The greater ability of SP-D/Cong
neck+CRD to aggregate influenza virus (
10) or bacteria compared with that of conglutinin is less readily explained given greater similarity between the N-terminal and collagen domains of SP-D and conglutinin. Our results obtained with the RrSP-D
ala72 mutant version of SP-D indicate that the N-linked sugar on SP-D is not responsible for the enhanced interactions of SP-D/Cong
neck+CRD with influenza virus (
10,
11) or bacteria (this paper). In fact, removal of the N-linked sugar from SP-D increased its aggregating activity. This finding requires further study but suggests that the presence of the N-linked sugar in the collagen domain of SP-D may limit mobility of the arms of multimeric SP-D molecules. Other differences in the N-terminal domains of SP-D and conglutinin include the presence of interchain disulfide cross-links, the interruption in the collagen sequence, and the shorter length of the collagen domain of conglutinin (
32). Further analysis of the structural features of the N terminus and collagen domains of SP-D, MBL, and conglutinin that are responsible for enhanced microbial aggregating and opsonizing activities of SP-D, or chimeras containing the N terminus and collagen domains of SP-D, are warranted.

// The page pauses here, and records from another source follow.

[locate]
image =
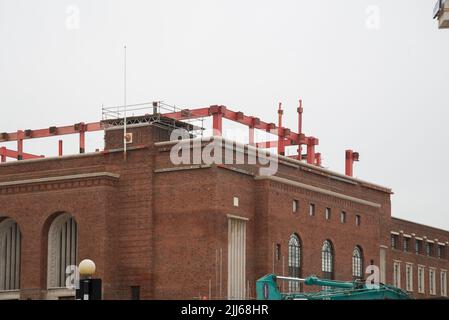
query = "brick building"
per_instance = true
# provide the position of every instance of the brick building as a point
(157, 230)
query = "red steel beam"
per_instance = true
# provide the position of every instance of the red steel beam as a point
(51, 131)
(14, 154)
(2, 154)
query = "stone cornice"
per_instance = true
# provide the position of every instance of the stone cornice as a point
(59, 182)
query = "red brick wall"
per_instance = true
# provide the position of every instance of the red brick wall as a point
(162, 230)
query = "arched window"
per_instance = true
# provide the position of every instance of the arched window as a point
(62, 249)
(327, 260)
(9, 255)
(357, 263)
(294, 262)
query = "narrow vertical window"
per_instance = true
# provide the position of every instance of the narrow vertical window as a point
(10, 239)
(295, 206)
(421, 288)
(357, 263)
(406, 244)
(432, 289)
(343, 217)
(443, 285)
(312, 209)
(294, 262)
(328, 213)
(408, 277)
(327, 260)
(397, 274)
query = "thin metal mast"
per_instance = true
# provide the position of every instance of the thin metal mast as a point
(124, 97)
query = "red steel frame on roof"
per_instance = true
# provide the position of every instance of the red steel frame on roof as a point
(286, 137)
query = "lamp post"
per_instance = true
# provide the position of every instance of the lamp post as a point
(89, 289)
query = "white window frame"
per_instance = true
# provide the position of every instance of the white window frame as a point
(409, 277)
(432, 281)
(397, 274)
(421, 279)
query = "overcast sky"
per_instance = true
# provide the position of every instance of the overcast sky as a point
(373, 76)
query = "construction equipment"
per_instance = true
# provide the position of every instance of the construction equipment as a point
(267, 289)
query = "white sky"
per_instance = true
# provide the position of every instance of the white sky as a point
(373, 76)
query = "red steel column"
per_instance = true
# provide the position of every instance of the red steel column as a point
(318, 159)
(251, 136)
(3, 154)
(82, 130)
(19, 145)
(281, 146)
(300, 111)
(60, 148)
(310, 153)
(217, 123)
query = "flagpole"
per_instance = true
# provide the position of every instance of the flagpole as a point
(124, 97)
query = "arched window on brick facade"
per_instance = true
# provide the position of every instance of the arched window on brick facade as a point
(10, 239)
(294, 262)
(62, 250)
(357, 263)
(327, 260)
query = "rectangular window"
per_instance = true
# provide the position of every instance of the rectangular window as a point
(328, 213)
(397, 274)
(295, 206)
(418, 246)
(421, 288)
(406, 244)
(429, 249)
(278, 251)
(343, 217)
(432, 289)
(135, 293)
(394, 241)
(409, 277)
(312, 209)
(443, 286)
(358, 220)
(441, 251)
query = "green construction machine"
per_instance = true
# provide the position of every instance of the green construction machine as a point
(267, 289)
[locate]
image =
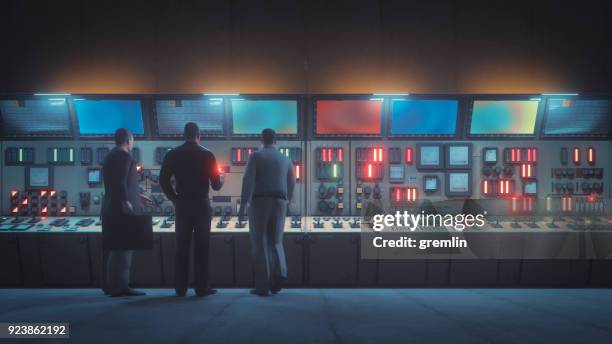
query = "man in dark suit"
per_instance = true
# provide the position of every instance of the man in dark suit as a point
(194, 168)
(121, 197)
(267, 186)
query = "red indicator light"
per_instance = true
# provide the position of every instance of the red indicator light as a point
(527, 171)
(591, 155)
(532, 154)
(409, 155)
(514, 204)
(485, 187)
(527, 204)
(576, 155)
(298, 174)
(566, 204)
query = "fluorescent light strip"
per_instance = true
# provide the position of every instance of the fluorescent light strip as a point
(221, 94)
(390, 94)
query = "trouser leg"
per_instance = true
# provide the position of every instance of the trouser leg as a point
(201, 248)
(258, 233)
(103, 272)
(118, 273)
(279, 269)
(183, 231)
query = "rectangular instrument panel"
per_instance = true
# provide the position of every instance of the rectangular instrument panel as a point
(348, 117)
(173, 114)
(423, 117)
(101, 117)
(503, 117)
(43, 117)
(250, 117)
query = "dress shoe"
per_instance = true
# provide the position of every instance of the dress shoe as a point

In summary, we demonstrate that the serum collectins and SP-D differ significantly in their interactions with bacteria. Conglutinin and MBL show significantly less bacterial binding and aggregating activity than SP-D. These differences are, in part, secondary to differences in binding properties of the SP-D CRD compared to those of the CRDs of MBL or conglutinin but also reflect differences in the N-terminal and collagen domains. Although most of the experiments described in this paper involved laboratory-derived gram-negative bacterial strains, similar differences in bacterial binding activity were found with clinically relevant strains of S. pneumoniae. The enhanced binding activity of SP-D/MBLneck+CRD dodecamers compared to that of RhMBL may also allow this molecule to interfere with complement activation by MBL. Further studies will address this question, since such complement activation could be deleterious in certain settings.